Equality ran away to start a new life, and found that a woman he knew and liked followed him out of the city into the uncharted forest. (I found it ironic that Rand wrote in a woman to follow Equality, when the theme of the story was independence.)  They found a house in the mountains and settled into it.  The house had a large collection of books, which Equality read and discovered the word ‘I’ and then the book went into a strong emphasis that ‘we’ was a thought that only hurt the progress of men.
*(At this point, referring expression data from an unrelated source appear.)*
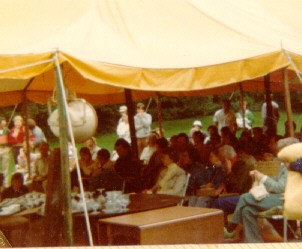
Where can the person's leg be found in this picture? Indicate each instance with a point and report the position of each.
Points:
(247, 211)
(5, 156)
(227, 204)
(251, 228)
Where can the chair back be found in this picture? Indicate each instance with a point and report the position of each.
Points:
(269, 168)
(183, 194)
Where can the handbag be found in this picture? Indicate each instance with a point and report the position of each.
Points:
(293, 196)
(258, 190)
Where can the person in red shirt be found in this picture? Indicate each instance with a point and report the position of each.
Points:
(16, 137)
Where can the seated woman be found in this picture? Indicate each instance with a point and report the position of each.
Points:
(22, 161)
(149, 149)
(104, 176)
(248, 208)
(172, 178)
(41, 165)
(16, 189)
(150, 172)
(86, 163)
(201, 148)
(211, 177)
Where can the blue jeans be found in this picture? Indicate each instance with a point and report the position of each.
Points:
(227, 204)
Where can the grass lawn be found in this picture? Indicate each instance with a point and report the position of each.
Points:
(173, 127)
“The word ‘We’ is as lime poured over men, which sets and hardens to stone, and crushes all beneath it, and that which is white and that which is black are lost equally in the grey of it  It is the word by which the depraved steal the virtue of the good, by which the weak steal the might of the strong, by which the fools steal the wisdom of the sages.”

As a special education teacher, I read her message and disagree.  I am tasked with helping to provide an education to students who struggle with reading and math.  Without assistance, my students may not achieve goals in life that many others could take for granted.  I consider my occupation to be a part of the ‘we’ as I put others first.  I make students, their parents, and our school happy by helping them earn a high school diploma.  I concede there are parts of that message that are important.  I push students to help themselves. I want them to feel the achievement they deserve.  ‘I’ is important in that aspect.  These students will only go as far as they want to.  There are also students who have higher degrees of disabilities.  There are students who cannot talk, cannot communicate as well as others.  How can I put myself first to say they are not my concern.  Isn’t our world a little better by trying to get these students as far as they can go?